Sexta Turma cassa decisão que considerou estupro como se fosse beijo
roubado
A Sexta
Turma do Superior Tribunal de Justiça (STJ) acolheu recurso do Ministério
Público de Mato Grosso e restabeleceu a sentença que condenou um jovem de 18
anos por estupro de uma adolescente de 15.
Após a
sentença haver condenado o réu a oito anos em regime inicialmente fechado, o
Tribunal de Justiça de Mato Grosso (TJMT) o absolveu por entender que sua
conduta não configurou estupro, mas meramente um “beijo roubado”.
Para o
ministro relator do caso, Rogerio Schietti Cruz, a decisão do TJMT utilizou
argumentação que reforça a cultura permissiva de invasão à liberdade sexual das
mulheres. O relator lembrou que o estupro é um ato de violência, e não de sexo.
“O
tribunal estadual emprega argumentação que reproduz o que se identifica como a
cultura do estupro, ou seja, a aceitação como natural da violência sexual
contra as mulheres, em odioso processo de objetificação do corpo feminino”,
afirmou o ministro.
O
magistrado criticou a decisão que absolveu o réu e o mandou “em paz para o
lar”. Na opinião do ministro, tal afirmação desconsidera o sofrimento da vítima
e isenta o agressor de qualquer culpa pelos seus atos.
Violência
Rogerio
Schietti disse que a simples leitura da decisão do TJMT revela ter havido a
prática intencional de ato libidinoso contra a vítima menor, e com violência.
Consta do
processo que o acusado agarrou a vítima pelas costas, imobilizou-a, tapou sua
boca e jogou-a no chão, tirou a blusa que ela usava e lhe deu um beijo,
forçando a língua em sua boca, enquanto a mantinha no chão pressionando-a com o
joelho sobre o abdômen. A sentença reconheceu que ele só não conseguiu manter
relações sexuais com a vítima porque alguém se aproximou naquele momento em uma
motocicleta.
Mesmo com
os fatos assim reconhecidos, afirmou o ministro, o tribunal de Mato Grosso
concluiu que eles não se enquadravam na definição de estupro, prevista no artigo 213
do Código Penal:
“Constranger alguém, mediante violência ou grave ameaça, a ter conjunção carnal
ou a praticar ou permitir que com ele se pratique outro ato libidinoso.”
Para o
desembargador relator do acórdão do TJMT, “o beijo foi rápido e roubado”, com
“a duração de um relâmpago”, insuficiente para “propiciar ao agente a
sensibilidade da conjunção carnal”, e por isso não teria caracterizado ato
libidinoso.
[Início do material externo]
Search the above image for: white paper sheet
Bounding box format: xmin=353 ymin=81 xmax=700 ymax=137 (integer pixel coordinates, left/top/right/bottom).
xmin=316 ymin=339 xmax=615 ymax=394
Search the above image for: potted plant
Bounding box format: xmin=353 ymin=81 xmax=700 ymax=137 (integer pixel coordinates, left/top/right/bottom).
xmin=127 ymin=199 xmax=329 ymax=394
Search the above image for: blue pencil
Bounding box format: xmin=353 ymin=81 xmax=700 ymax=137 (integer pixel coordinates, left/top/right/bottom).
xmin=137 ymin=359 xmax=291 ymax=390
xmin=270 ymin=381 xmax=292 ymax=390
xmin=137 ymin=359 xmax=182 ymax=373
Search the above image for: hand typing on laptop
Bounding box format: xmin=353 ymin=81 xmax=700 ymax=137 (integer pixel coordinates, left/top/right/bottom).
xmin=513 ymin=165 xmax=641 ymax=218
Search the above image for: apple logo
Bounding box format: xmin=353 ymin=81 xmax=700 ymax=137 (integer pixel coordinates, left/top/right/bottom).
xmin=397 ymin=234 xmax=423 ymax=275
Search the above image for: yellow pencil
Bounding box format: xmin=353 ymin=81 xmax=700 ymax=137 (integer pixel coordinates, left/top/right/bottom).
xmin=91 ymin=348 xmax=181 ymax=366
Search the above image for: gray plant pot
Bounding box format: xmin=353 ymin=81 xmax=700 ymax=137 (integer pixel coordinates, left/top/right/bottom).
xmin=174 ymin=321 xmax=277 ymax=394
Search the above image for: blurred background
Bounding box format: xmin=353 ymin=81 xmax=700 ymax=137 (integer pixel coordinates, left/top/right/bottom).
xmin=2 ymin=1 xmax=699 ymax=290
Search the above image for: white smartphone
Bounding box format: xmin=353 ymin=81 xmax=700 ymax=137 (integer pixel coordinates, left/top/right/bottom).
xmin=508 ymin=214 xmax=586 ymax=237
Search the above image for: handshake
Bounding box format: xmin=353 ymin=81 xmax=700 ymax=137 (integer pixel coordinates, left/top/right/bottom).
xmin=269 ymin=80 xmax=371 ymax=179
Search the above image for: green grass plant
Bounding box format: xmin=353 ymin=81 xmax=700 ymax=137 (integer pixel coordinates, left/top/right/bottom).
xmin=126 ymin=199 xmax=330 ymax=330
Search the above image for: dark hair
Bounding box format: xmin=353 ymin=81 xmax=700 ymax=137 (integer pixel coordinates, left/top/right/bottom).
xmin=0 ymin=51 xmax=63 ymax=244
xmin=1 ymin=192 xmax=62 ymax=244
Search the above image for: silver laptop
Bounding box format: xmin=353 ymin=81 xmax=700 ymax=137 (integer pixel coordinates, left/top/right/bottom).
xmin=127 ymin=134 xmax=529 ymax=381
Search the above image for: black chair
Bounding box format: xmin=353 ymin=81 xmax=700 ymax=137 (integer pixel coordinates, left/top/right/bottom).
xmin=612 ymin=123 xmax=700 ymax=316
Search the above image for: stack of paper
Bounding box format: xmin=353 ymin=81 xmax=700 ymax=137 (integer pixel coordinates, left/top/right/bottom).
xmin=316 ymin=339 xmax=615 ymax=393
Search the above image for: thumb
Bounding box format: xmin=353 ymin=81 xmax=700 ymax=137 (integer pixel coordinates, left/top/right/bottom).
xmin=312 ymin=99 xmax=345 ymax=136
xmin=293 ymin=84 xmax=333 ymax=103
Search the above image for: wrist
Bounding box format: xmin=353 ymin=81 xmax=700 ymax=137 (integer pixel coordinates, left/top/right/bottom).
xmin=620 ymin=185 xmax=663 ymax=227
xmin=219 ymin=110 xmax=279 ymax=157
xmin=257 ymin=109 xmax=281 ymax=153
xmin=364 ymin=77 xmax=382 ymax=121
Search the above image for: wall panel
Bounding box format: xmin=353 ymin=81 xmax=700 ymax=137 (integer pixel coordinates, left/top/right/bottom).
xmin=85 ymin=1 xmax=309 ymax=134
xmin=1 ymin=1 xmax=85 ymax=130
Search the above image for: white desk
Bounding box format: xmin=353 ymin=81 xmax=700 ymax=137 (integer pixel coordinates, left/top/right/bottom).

Afirmou ainda que, para ter havido contato com a língua da vítima,
“seria necessária a sua aquiescência”.
Inaceitável
“Reproduzindo
pensamento patriarcal e sexista, ainda muito presente em nossa sociedade, a
corte de origem entendeu que o ato não passou de um beijo roubado, tendo em
vista a combinação tempo do ato mais negativa da vítima em conceder o beijo”,
comentou Schietti.
Segundo o
ministro, a prevalência desse pensamento “ruboriza o Judiciário e não pode ser
tolerada”.
Ele
classificou a fundamentação do acórdão do TJMT como “mera retórica” para
afastar a aplicação do artigo 213
do Código Penal,
pois todos os elementos caracterizadores do delito de estupro estão presentes
no caso: a satisfação da lascívia, devidamente demonstrada, aliada ao
constrangimento violento sofrido pela vítima, revela a vontade do réu de
ofender a dignidade sexual da vítima. Os demais ministros da Sexta Turma
acompanharam o voto do relator.
O número
deste processo não é divulgado em razão de segredo judicial.